In terms of status, the idea would be hilarious; or even absurd. Status updates should reflect the status of the user itself instead of the status coming from an infinite number of users. Celebs on Twitter might need this, but why the additional functionality? They can simply hand their credentials to someone they trusted (read: hired) to update their Twitter status on their behalf. It's that simple. No need for additional feature in Twitter.
However, users on Twitter are obviously not limited to people. Twitter users might as well be something that someone wants to enroll in Twitter so that the whole world -wide web- knows the status of that something. Twitter users could be anything from people, companies, organizations, traffic reports, weather reports, situations in a conflicted area, or anything. Yes, anything.

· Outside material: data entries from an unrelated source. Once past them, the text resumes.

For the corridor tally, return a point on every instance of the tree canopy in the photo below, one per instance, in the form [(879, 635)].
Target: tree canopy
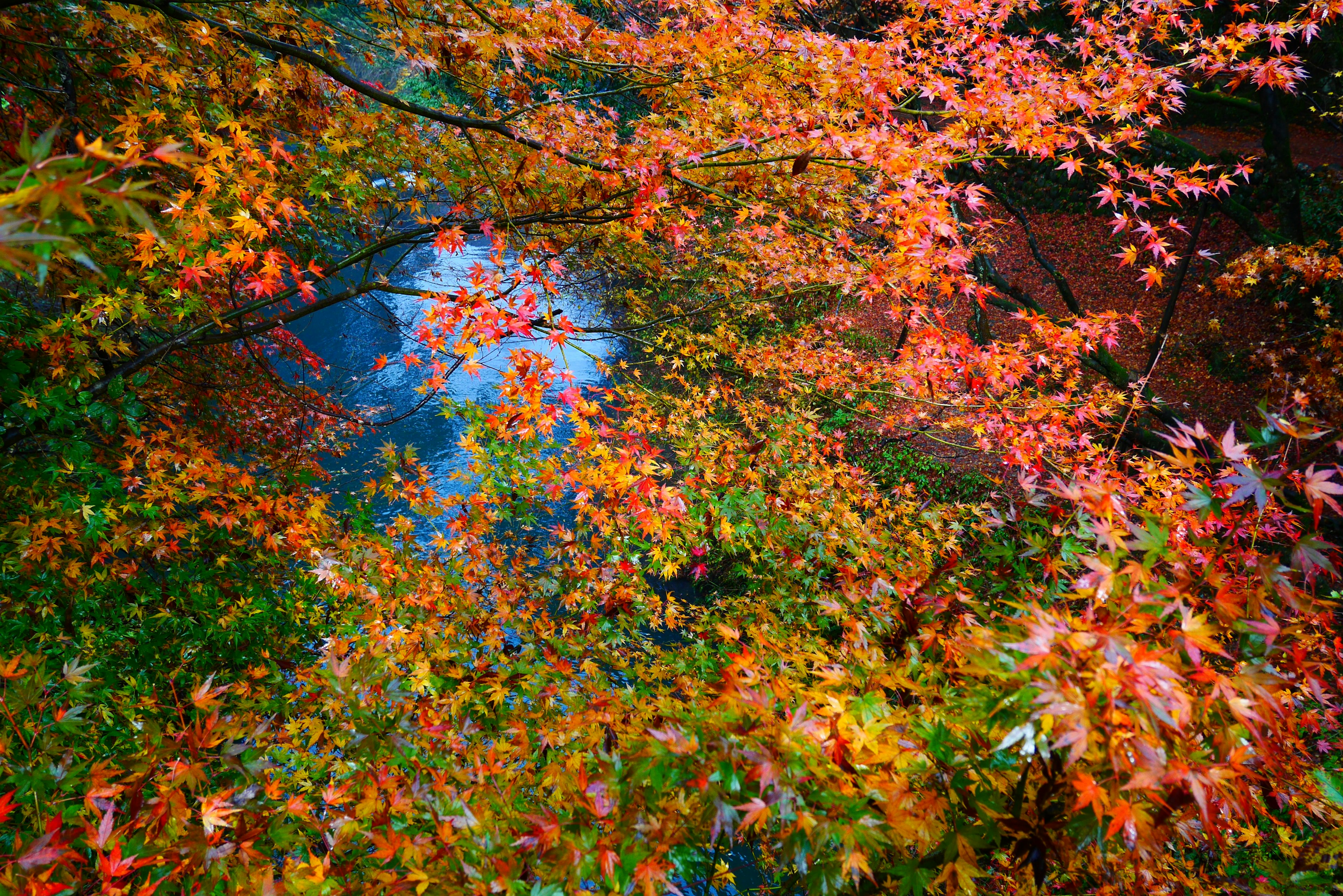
[(675, 626)]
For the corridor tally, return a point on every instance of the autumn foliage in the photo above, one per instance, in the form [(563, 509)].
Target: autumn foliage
[(672, 634)]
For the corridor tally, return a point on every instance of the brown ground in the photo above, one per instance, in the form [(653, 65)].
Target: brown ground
[(1311, 147), (1080, 246)]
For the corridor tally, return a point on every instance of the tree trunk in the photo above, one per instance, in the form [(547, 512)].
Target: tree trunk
[(1280, 170)]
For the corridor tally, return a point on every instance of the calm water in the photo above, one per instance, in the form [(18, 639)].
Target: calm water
[(353, 335)]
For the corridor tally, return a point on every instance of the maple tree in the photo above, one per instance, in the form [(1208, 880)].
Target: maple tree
[(1119, 674)]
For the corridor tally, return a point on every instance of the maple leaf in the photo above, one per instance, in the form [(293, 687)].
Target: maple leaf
[(756, 813)]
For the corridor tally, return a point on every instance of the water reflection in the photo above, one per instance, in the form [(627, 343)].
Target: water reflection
[(353, 335)]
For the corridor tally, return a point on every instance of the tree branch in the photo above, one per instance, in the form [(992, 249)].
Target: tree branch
[(1159, 338)]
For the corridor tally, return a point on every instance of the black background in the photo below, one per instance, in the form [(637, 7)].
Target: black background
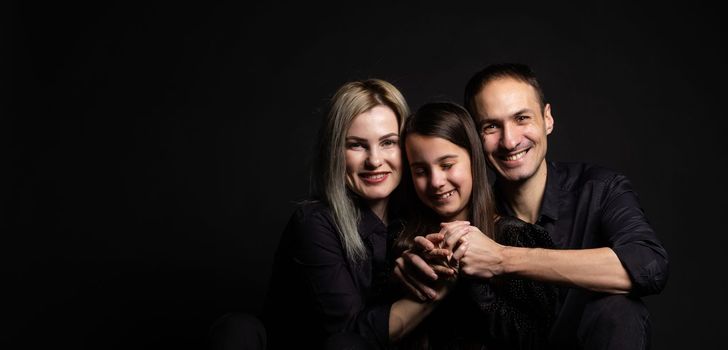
[(155, 151)]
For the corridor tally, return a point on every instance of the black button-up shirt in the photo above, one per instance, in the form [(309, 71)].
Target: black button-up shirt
[(586, 206), (315, 291)]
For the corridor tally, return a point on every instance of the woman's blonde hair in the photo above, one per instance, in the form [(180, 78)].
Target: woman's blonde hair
[(329, 178)]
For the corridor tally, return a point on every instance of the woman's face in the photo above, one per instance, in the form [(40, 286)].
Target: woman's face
[(373, 158), (441, 175)]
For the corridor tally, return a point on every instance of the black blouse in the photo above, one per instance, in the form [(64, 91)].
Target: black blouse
[(315, 291)]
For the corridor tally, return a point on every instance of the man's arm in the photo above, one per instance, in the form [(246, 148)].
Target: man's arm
[(594, 269), (634, 261)]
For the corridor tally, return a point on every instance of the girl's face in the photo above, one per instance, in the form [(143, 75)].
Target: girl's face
[(373, 158), (441, 174)]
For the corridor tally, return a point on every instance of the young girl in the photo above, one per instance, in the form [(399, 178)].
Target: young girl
[(448, 191)]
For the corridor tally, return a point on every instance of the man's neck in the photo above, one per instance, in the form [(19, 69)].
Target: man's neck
[(524, 198)]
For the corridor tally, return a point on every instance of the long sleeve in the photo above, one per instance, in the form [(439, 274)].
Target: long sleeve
[(633, 239), (313, 276)]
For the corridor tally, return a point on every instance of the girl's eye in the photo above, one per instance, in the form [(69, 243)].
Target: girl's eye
[(488, 128)]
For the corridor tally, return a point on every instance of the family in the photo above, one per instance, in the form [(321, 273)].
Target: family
[(448, 228)]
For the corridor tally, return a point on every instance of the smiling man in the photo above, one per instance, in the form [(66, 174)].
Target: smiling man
[(606, 255)]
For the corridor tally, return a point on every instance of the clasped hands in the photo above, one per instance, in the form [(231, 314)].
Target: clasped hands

With multiple users updating a single Twitter account, we can have the updates coming from multiple sources into a single stream. Let's say there is exist a Twitter account named @jakartadamned. Through that account, Twitter users from Jakarta could collaborate just by sending updates on the traffics in each location. Others could easily follow that account to get updates on Jakarta's latest traffic. So at this point, I simply want to point out that with one Twitter account and multiple users, we can extend the use of Twitter.
Some might say, "why not simply follow every users with updates on Jakarta traffic?" The point of having this kind of feature is to have a Twitter account dedicated on a single topic with as many source as possible. Instead of following a bunch of Twitter users, we only have to follow one. Instead having the updates come from a single user or a limited number of users, we can have the updates coming from as many users as possible.
Of course there is a small change of updating and following habit from this ...
to this ...
I'm sure nobody will notice the difference.
I've managed to make a simple web application where I enable more than one user to update a single Twitter account. The process flow should be something like this:
- Twitter user @acbs -this is a sample- enrolls his/her account so that other Twitter users can send updates to this account.
- Other Twitter users sign-up. In this phase, these Twitter users will acquire a key to enable authentication when they perform updates.
- @acbs validates and give permissions.
- Validated Twitter users can update @acbs.
There's all there is to it. Unfortunately I can't publish my experiment. I'm lacking the fund, the time, and any other required resources to test it in public. That being said, I'm really looking forward to see how people would respond to this.